11. Asking for your credit limit to be raised can improve your credit score
Keep your credit utilisation – the amount of credit you use compared to your credit limit – low to boost your all-important credit, advises Diana. “You can borrow less, or you can ask for a raise in your credit limit.” A recent study from CreditCards.com found that only 28 per cent of respondents have never asked for an increase in their credit limit. However, a whopping 89 per cent of those who asked for a credit limit increase received one.
12. Unless they have a high annual fee, don't close old credit cards
“The longer your stable credit history, the better it reflects on your credit score,” explains Diana. “The age of accounts is averaged over all of your credit accounts, so closing an older account that is infrequently used actually harms your credit score in two ways: it lowers your credit limit, which raises your credit utilisation; and it lowers your average account age. If you have an old card with a decent credit limit, use it at least annually to keep it open. But don’t forget to pay the bill on time!”
13. Don't ever co-sign a loan
“Co-signing a loan isn’t just vouching for someone’s character,” explains Toomey. “Understand that if the borrower doesn’t pay, then you’re responsible for every single missed payment. If they don’t pay, it’s your credit that will be ruined.”

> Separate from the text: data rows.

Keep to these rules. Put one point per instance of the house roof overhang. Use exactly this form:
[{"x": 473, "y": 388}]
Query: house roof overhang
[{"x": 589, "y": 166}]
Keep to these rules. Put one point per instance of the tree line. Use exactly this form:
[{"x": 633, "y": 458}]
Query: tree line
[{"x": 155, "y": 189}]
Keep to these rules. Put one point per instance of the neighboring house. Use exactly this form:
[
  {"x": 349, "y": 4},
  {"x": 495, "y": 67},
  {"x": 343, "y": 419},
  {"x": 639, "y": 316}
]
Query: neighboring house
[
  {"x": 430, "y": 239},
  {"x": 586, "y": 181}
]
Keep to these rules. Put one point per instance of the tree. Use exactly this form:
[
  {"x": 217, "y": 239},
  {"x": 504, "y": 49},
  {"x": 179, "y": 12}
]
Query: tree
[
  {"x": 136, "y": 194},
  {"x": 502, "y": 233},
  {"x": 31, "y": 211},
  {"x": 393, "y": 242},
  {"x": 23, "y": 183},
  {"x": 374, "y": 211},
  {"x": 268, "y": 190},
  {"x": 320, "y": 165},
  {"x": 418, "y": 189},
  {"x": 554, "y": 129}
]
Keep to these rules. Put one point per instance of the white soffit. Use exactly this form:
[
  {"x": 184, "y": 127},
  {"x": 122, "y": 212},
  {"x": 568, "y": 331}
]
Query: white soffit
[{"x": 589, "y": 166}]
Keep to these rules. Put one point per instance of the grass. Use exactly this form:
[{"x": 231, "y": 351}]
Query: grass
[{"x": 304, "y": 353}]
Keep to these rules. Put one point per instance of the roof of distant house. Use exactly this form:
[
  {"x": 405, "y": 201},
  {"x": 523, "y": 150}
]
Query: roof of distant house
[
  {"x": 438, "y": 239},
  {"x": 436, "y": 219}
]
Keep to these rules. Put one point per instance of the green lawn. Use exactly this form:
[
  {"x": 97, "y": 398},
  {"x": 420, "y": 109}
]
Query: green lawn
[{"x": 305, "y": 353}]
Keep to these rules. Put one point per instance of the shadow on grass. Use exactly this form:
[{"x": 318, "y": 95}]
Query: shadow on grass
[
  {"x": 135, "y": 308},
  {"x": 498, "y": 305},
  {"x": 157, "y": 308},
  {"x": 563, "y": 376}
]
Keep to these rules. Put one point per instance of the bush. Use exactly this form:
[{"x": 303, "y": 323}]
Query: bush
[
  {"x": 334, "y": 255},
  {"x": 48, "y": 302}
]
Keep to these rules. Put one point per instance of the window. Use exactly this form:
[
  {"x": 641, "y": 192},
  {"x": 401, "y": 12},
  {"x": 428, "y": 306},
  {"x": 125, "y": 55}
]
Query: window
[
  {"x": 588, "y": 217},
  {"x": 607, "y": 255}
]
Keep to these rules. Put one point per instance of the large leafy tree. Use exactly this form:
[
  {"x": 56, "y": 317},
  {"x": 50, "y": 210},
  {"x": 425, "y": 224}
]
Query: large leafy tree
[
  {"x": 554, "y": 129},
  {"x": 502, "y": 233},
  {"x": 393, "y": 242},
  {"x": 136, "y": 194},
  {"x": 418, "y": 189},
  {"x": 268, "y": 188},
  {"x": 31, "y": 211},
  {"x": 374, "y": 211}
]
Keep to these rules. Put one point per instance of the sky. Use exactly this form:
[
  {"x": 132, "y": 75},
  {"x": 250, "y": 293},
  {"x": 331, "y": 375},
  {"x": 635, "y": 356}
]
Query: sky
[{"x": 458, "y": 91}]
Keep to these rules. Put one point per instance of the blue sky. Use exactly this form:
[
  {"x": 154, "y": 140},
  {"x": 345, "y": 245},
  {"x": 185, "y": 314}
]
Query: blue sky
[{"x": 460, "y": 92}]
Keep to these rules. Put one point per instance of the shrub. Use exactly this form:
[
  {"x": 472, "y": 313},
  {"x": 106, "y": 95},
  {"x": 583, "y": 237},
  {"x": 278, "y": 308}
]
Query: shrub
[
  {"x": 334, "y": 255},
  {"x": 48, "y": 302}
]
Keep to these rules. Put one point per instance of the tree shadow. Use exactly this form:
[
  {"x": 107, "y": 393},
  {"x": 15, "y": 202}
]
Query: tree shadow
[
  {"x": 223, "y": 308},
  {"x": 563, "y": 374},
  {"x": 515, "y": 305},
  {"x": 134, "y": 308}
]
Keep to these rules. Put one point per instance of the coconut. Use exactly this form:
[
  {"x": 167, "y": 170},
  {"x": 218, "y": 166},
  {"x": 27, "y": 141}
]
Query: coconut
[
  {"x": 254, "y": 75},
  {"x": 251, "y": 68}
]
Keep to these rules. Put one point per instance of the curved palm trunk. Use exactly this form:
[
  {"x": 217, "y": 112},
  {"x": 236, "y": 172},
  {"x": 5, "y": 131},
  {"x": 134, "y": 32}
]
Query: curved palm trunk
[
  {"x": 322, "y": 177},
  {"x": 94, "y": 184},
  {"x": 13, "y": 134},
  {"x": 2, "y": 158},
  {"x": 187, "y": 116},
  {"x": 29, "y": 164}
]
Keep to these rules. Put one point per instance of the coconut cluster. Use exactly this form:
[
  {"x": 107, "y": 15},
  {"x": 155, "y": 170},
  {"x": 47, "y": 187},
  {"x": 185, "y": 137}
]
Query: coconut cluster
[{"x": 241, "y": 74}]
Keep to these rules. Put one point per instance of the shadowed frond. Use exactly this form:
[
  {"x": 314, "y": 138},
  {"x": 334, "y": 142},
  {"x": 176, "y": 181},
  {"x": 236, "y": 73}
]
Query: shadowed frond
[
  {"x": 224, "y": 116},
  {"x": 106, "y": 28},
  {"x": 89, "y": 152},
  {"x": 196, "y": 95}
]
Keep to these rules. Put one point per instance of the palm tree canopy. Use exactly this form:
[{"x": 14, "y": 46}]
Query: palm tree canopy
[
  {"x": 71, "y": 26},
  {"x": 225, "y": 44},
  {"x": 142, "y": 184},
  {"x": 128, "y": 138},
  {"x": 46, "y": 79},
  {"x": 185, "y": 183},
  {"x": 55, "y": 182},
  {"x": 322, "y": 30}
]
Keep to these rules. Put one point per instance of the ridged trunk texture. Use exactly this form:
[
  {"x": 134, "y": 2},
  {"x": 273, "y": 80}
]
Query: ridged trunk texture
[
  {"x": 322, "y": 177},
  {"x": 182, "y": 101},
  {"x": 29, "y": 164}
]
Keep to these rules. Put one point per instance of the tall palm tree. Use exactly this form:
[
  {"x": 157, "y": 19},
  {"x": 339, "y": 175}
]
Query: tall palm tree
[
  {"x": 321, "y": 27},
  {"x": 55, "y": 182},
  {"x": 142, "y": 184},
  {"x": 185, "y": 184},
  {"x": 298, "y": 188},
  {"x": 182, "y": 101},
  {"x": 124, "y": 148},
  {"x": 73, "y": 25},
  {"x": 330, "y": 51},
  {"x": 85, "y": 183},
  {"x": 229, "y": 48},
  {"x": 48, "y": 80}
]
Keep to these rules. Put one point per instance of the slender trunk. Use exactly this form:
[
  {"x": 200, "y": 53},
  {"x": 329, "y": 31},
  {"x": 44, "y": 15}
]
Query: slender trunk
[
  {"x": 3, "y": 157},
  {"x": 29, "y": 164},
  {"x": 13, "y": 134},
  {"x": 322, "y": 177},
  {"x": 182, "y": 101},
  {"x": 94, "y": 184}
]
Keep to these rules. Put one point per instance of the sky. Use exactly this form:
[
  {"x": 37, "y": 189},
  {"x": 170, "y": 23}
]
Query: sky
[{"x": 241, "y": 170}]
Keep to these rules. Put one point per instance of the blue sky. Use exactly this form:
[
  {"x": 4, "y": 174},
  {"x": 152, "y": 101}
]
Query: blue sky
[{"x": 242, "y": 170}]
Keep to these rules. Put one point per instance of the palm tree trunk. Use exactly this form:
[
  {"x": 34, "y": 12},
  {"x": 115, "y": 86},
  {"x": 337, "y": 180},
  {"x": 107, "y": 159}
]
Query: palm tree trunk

14. Being debt free should not be your goal
Says Aliche, creator of the Live Richer Challenge, “People focus on getting out of debt. If they use that money to grow wealth instead of getting rid of debt, they could be debt-free faster. Do you pay off your student loans to get debt-free, or invest money in your business to grow and secure wealth for yourself? If you focus on being debt-free, that’s all you’ll be. If you focus on building wealth, then you can be wealthy and debt-free.”